Taranto è la provincia italiana che, nel primo semestre 2014, ha fatto registrare l’incremento più alto di esportazioni sul semestre 2013. Di cosa? Lo dice a chiare lettere la stessa pubblicazione ISTAT: metalli di base e prodotti in metallo, esclusi i macchinari (+ 64%), coke e prodotti petroliferi raffinati (+240%), prodotti dell’attività di trattamento dei rifiuti (+ 93%). A chi scrive vengono in mente due soli nomi di aziende: ILVA ed ENI di Taranto. Insomma, il boom è ascrivibile ad un fisiologico rimbalzo – dopo il crollo – della domanda d’acciaio e prodotti petroliferi fabbricati in un’unica inquinatissima città della Puglia: Taranto.
Senza entrare nel merito di impegnativi discorsi sulla necessità o meno di implementare importanti industrie di base in un paese che voglia definirsi sviluppato e senza soffermarsi sull’accenno di Vendola molto mainstream alla capacità di attrarre investimenti privati (da sinistra sarebbe il caso di parlare di investimenti pubblici), l’importanza istituzionale delle persone che hanno sbandierato il dato grezzo, e il non secondario particolare che la “E” di SEL sta per Ecologia, imporrebbero maggiore attenzione ai reali fattori che determinano questi miracoli statistici, stante i “prezzi” che – dati epidemiologici ed economici e studi ufficiali alla mano – le popolazioni sopportano.
Del “prezzo” economico delle malattie da inquinamento a Taranto parleremo prossimamente con la Dott.ssa Paola Biasi, dottoranda in Economia dello Sviluppo alla Facoltà di Economia di Firenze, dove si è laureata in Economia con una tesi sulle esternalità negative prodotte a Taranto (costi dell’inquinamento); del prezzo economico della monocoltura dell’acciaio parleremo con Adele Di Fabbio, dottoressa di ricerca in Istituzioni e Politiche Comparate all’Università degli Studi di Bari con una tesi sui meccanismi socio-economici e cognitivi che inibiscono il rinnovamento e la riconversione dell’area di Taranto, Membro di Regional Studies Association, dopo la specializzazione in Public Policy ottenuta presso la University of Nottingham, in Inghilterra.
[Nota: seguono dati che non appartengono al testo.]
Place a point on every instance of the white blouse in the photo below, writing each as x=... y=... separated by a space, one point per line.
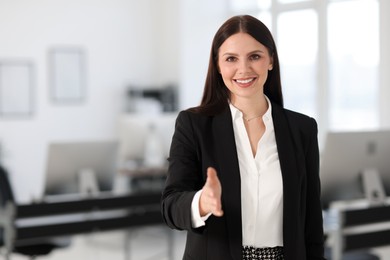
x=261 y=186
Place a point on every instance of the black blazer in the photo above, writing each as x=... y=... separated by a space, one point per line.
x=201 y=141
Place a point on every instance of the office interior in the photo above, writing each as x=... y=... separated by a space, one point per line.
x=116 y=72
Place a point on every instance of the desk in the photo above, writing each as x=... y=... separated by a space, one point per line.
x=353 y=225
x=71 y=215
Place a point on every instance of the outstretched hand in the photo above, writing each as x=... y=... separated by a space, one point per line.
x=210 y=199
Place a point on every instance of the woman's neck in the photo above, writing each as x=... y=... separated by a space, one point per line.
x=251 y=108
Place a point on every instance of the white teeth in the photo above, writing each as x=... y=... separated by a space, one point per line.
x=244 y=81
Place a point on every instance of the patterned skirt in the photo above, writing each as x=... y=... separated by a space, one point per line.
x=268 y=253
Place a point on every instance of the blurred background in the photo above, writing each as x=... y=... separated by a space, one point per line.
x=97 y=71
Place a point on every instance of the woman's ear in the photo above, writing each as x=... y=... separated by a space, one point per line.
x=271 y=64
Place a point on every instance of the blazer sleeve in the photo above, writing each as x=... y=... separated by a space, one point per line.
x=314 y=223
x=184 y=175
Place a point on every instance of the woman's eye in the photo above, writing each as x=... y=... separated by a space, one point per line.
x=231 y=59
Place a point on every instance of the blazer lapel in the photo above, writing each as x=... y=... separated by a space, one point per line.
x=229 y=174
x=290 y=173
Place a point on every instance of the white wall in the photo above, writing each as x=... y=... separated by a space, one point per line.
x=385 y=63
x=199 y=21
x=126 y=44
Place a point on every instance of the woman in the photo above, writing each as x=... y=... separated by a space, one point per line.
x=243 y=175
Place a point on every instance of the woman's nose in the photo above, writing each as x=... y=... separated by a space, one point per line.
x=244 y=66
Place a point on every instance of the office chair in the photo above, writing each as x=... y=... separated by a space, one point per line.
x=36 y=248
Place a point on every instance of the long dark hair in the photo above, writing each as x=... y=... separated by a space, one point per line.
x=216 y=95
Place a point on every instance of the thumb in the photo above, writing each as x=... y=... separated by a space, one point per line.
x=212 y=177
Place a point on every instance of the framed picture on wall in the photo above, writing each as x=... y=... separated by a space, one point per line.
x=67 y=75
x=16 y=88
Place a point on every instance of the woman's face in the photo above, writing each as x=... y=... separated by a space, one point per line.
x=244 y=64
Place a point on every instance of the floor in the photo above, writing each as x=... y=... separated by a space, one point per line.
x=148 y=243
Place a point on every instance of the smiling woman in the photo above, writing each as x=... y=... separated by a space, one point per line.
x=243 y=176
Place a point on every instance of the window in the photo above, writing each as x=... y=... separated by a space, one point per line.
x=353 y=45
x=297 y=45
x=329 y=56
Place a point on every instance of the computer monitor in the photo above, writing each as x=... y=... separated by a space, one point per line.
x=346 y=156
x=70 y=165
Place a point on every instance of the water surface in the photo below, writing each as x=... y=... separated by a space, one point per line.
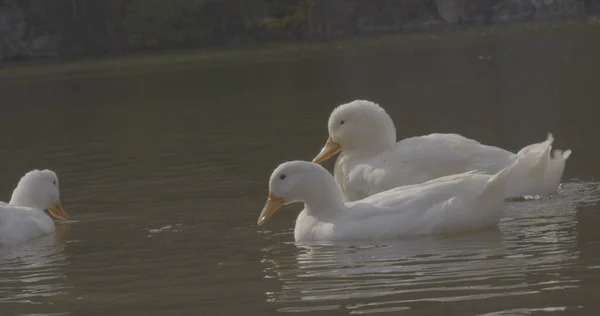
x=164 y=171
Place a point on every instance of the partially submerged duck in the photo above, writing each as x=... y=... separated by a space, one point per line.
x=23 y=217
x=456 y=203
x=371 y=161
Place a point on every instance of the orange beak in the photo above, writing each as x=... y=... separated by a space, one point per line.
x=271 y=207
x=58 y=211
x=329 y=150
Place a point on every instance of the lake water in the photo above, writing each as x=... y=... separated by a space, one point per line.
x=164 y=170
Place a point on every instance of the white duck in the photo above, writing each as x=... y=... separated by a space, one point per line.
x=456 y=203
x=371 y=161
x=23 y=217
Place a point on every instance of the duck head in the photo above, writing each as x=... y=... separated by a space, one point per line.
x=300 y=181
x=38 y=189
x=361 y=126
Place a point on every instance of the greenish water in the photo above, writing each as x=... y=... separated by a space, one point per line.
x=164 y=169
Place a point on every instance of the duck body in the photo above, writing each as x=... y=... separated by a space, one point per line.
x=423 y=158
x=452 y=204
x=371 y=161
x=18 y=224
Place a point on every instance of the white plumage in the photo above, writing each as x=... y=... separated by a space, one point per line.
x=23 y=217
x=456 y=203
x=371 y=161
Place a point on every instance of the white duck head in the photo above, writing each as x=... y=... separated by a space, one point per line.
x=301 y=181
x=38 y=189
x=360 y=126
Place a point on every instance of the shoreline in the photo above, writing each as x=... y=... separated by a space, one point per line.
x=263 y=52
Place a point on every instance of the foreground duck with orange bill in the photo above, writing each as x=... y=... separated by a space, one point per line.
x=23 y=217
x=451 y=204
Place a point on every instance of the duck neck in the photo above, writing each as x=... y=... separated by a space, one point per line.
x=22 y=197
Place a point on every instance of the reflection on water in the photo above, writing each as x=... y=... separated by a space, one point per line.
x=528 y=257
x=166 y=170
x=33 y=272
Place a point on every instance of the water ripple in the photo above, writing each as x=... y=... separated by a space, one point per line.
x=531 y=253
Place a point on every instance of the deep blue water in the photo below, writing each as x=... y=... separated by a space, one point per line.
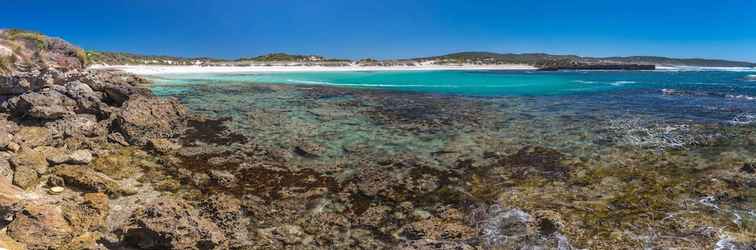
x=718 y=96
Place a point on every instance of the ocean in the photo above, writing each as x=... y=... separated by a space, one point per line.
x=612 y=157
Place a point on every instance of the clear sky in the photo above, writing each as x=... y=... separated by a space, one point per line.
x=396 y=28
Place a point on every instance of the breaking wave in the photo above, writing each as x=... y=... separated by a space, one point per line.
x=361 y=84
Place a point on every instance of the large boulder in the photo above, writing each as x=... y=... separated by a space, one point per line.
x=31 y=137
x=87 y=179
x=81 y=126
x=9 y=197
x=172 y=224
x=45 y=104
x=144 y=118
x=28 y=165
x=40 y=226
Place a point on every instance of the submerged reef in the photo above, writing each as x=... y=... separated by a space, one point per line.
x=93 y=160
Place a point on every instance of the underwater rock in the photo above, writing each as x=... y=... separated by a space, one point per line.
x=78 y=157
x=163 y=146
x=748 y=168
x=226 y=212
x=172 y=224
x=223 y=178
x=535 y=161
x=434 y=244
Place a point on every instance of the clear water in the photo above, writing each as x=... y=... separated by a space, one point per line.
x=494 y=83
x=649 y=150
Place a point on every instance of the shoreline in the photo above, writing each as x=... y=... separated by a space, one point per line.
x=167 y=69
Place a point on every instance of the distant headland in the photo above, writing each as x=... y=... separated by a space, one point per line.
x=537 y=60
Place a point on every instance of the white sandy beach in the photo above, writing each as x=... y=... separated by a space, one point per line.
x=166 y=69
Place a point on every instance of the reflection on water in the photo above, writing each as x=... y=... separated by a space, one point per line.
x=585 y=160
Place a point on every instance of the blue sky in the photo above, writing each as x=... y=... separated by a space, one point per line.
x=396 y=28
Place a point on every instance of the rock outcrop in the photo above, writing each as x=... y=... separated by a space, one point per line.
x=56 y=119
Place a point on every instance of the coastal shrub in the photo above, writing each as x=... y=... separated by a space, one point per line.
x=38 y=39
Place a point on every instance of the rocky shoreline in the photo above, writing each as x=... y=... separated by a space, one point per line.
x=90 y=159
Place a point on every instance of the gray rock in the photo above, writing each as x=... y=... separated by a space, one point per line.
x=82 y=125
x=6 y=171
x=172 y=224
x=46 y=104
x=223 y=178
x=80 y=157
x=28 y=165
x=144 y=118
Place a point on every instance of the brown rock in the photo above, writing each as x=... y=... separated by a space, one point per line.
x=89 y=214
x=86 y=178
x=28 y=165
x=85 y=241
x=172 y=224
x=6 y=170
x=32 y=137
x=144 y=118
x=9 y=196
x=40 y=227
x=164 y=146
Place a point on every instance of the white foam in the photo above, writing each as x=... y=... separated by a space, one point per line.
x=584 y=81
x=165 y=70
x=743 y=119
x=695 y=68
x=741 y=97
x=620 y=83
x=363 y=85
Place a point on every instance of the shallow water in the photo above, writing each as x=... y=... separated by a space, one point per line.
x=639 y=158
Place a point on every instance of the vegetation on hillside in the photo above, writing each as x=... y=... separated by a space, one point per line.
x=30 y=46
x=121 y=58
x=535 y=59
x=542 y=60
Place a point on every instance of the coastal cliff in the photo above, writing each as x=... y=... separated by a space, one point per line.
x=73 y=147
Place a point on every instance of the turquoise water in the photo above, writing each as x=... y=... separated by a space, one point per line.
x=492 y=83
x=644 y=154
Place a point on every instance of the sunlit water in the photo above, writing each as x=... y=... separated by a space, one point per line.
x=633 y=121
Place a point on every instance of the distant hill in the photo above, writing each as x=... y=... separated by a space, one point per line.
x=541 y=60
x=121 y=58
x=283 y=57
x=664 y=61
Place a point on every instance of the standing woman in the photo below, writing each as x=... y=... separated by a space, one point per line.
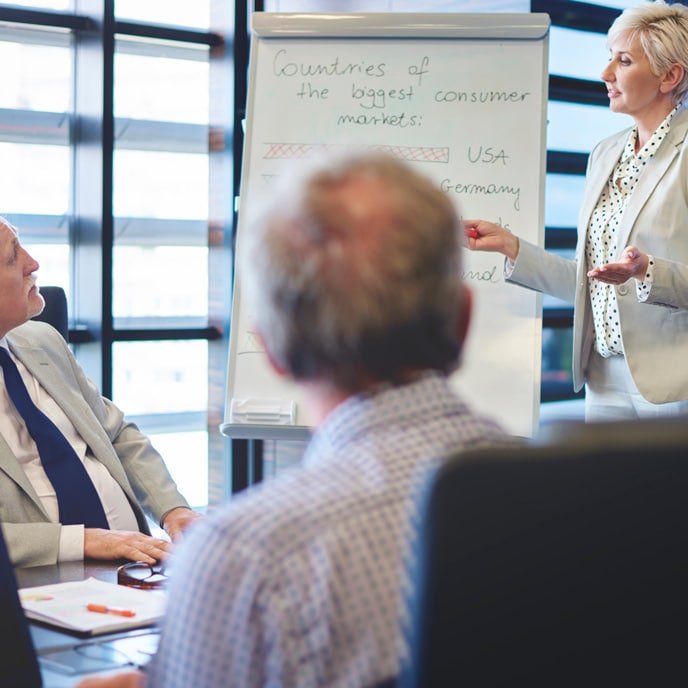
x=629 y=281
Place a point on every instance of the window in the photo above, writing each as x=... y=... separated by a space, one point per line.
x=105 y=171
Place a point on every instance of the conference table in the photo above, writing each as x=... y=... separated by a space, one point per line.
x=138 y=643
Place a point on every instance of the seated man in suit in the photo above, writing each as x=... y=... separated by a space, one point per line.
x=75 y=477
x=354 y=278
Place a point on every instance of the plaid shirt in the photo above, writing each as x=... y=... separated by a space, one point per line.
x=301 y=581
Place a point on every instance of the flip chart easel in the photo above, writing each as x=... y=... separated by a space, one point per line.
x=462 y=97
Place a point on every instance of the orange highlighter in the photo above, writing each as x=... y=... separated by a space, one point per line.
x=104 y=609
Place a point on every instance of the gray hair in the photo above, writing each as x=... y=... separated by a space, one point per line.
x=353 y=272
x=663 y=34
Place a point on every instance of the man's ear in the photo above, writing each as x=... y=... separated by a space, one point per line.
x=280 y=370
x=465 y=310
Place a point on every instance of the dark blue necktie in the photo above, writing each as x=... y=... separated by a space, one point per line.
x=77 y=497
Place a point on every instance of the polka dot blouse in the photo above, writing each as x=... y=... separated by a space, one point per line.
x=601 y=245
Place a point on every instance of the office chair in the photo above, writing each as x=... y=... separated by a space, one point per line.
x=55 y=311
x=564 y=564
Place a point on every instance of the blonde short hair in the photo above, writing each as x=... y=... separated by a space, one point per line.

Per queste due donne pugliesi, talmente legate alla propria terra da avervi dedicato parte dei propri studi, la “strada giusta” è stata quella che le ha portate, rispettivamente, a Firenze ed Amburgo, nonostante gli indicatori nazionali ed internazionali di cui sopra, come spesso succede alle giovani promesse che la nostra terra continua ad esportare con l’acciaio.